On its REI review page, customer comments about the Stingray are mostly positive, with praise for its convenient size, set-up time, and cool factor. (One customer complained about the quality of the stitching.) One Stingray owner wrote:
Nice not waking up in a puddle of water after heavy rains. Recommend setting up off the beaten path as you will be bothered by people asking you question[s]. I set it up on an island on [a] canoe trip and still had boaters stop and comment on it.
For a group of nature lovers, the Tentsile team is extremely wired into the tech world. The site is powered by Shopify. It accepts Stripe. They duly update the Facebook page, Instagram feed, YouTube channel, and blog. And they ship globally with ease, through a company called Shipwise, which lets Tentsile ship anywhere from five shipping depots around the world. “We literally just click a few buttons, and it’s done,” Robert says.
In addition to a good logistics partner, Tentsile works with distributors who believe in the brand. Tentsile’s South Korean distributor prominently features Tentsile’s background story on her site’s welcome page. “People in South Korea want to hear those stories, too,” Robert says.
Tentsile isn’t only interested in revenue; it’s using its business to protect the trees its customers rely on. The team has partnered with WeForest.org to help prevent forests from unnecessary destruction. For every tent Tentsile sells, WeForest.org plants three trees in tropical forests.

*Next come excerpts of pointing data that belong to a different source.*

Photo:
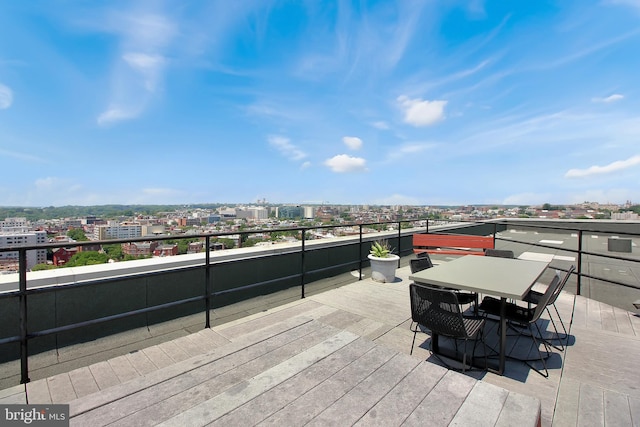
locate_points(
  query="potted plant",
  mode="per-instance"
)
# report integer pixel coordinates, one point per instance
(383, 262)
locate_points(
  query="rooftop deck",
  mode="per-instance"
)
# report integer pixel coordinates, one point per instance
(342, 356)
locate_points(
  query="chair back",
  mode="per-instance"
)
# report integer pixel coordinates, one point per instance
(500, 253)
(561, 285)
(420, 264)
(545, 298)
(437, 310)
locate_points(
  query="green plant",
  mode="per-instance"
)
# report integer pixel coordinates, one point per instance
(381, 249)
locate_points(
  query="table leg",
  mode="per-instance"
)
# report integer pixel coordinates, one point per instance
(503, 335)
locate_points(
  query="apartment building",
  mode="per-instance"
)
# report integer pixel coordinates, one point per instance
(117, 231)
(9, 237)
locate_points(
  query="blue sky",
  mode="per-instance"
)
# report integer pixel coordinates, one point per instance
(350, 102)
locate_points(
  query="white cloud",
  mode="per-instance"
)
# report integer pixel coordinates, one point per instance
(285, 147)
(418, 112)
(382, 125)
(397, 199)
(353, 142)
(345, 163)
(598, 170)
(6, 97)
(144, 39)
(57, 185)
(115, 114)
(612, 98)
(149, 66)
(158, 191)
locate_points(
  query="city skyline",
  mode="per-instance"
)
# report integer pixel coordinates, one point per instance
(374, 102)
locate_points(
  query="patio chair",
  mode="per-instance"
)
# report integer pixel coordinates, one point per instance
(534, 297)
(526, 317)
(500, 253)
(439, 311)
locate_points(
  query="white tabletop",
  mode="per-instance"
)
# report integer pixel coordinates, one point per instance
(500, 277)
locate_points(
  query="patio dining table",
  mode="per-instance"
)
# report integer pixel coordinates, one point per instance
(505, 278)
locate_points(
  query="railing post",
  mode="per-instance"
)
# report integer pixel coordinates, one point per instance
(360, 254)
(302, 263)
(495, 231)
(24, 348)
(579, 280)
(207, 284)
(399, 244)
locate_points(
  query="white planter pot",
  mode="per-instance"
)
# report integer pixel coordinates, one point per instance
(384, 269)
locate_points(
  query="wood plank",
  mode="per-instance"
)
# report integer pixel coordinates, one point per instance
(104, 375)
(394, 408)
(157, 356)
(171, 371)
(356, 403)
(123, 368)
(634, 409)
(210, 339)
(594, 318)
(38, 392)
(189, 346)
(567, 403)
(616, 409)
(212, 409)
(255, 323)
(83, 381)
(590, 406)
(623, 321)
(441, 404)
(141, 362)
(518, 409)
(173, 351)
(205, 381)
(13, 395)
(482, 406)
(312, 403)
(608, 318)
(278, 397)
(60, 388)
(635, 323)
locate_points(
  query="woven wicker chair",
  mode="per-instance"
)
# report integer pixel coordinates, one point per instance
(526, 317)
(534, 297)
(439, 311)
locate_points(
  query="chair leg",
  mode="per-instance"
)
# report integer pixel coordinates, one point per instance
(542, 359)
(564, 329)
(557, 335)
(415, 332)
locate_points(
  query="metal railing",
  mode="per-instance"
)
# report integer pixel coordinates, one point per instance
(579, 251)
(24, 292)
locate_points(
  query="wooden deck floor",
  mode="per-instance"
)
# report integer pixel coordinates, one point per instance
(342, 356)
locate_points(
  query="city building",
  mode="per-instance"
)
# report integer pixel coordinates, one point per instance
(114, 230)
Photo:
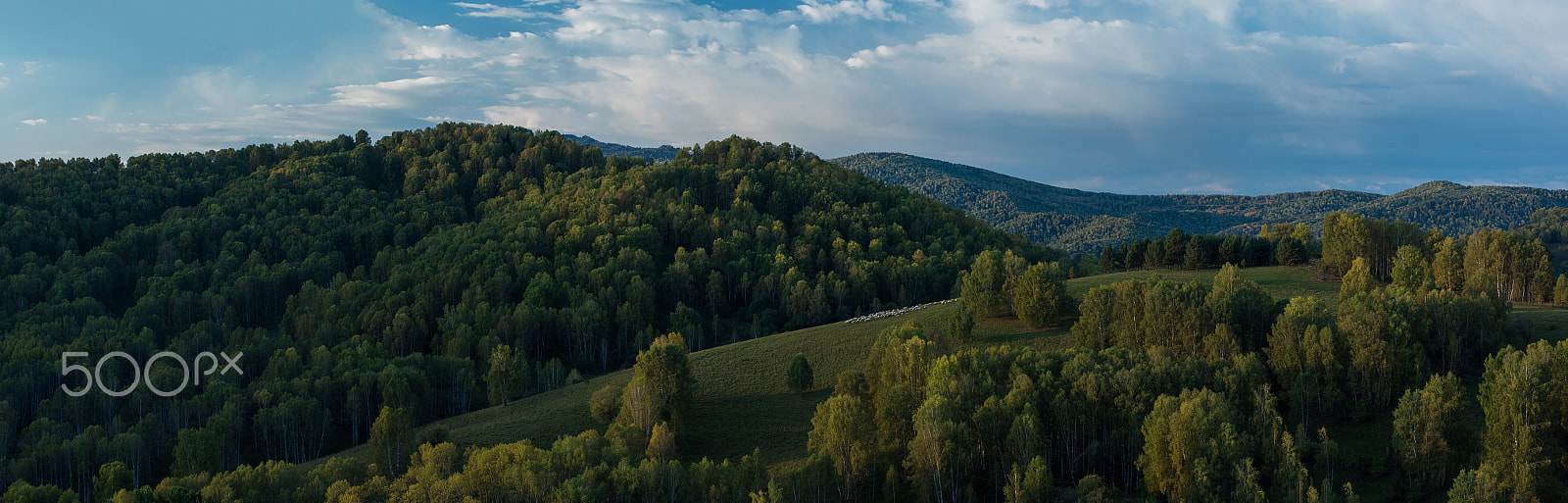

The company’s conservationist ethos has helped it burnish its ecotourism credentials. At the end of 2013, Tentsile paired up with an NGO to create a self-contained ecovillage in Fiji using its tree tents. Tourists looking for an alternative to the island’s resort life could stay in the tents, situated in the rain forest and supplied by the ecovillage’s own organic garden. Tentsile also offers camping packages in Cambodia and Finland, complete with guides and chefs. (The three-day expedition in Finland costs €855 [$970] per person.) It also sees markets beyond tourism and camping. Expeditions, wildlife filming, scientific research, festivals, safaris, and humanitarian relief situations are all ideal venues for Tentsile’s tents, according to the company’s site.
Still, tree tents face a long climb up the camping equipment ladder. Dan Zenkel, a summer camp consultant, says he isn’t sure that tree tents have found a following in the camping world just yet. But he knows that traditional tree houses appeal to kids at summer camps. And this is a compelling market for the camping industry: as the authors of the American Camper Report note, most American campers begin camping at age 15 and younger.
“A lot of summer camps are offering tree houses to kids to sleep in. There’s an opportunity there for these tents,” says Zenkel. They offer a fun element that regular tents don’t, and “they’re cheaper”—at least cheaper than building a tree house.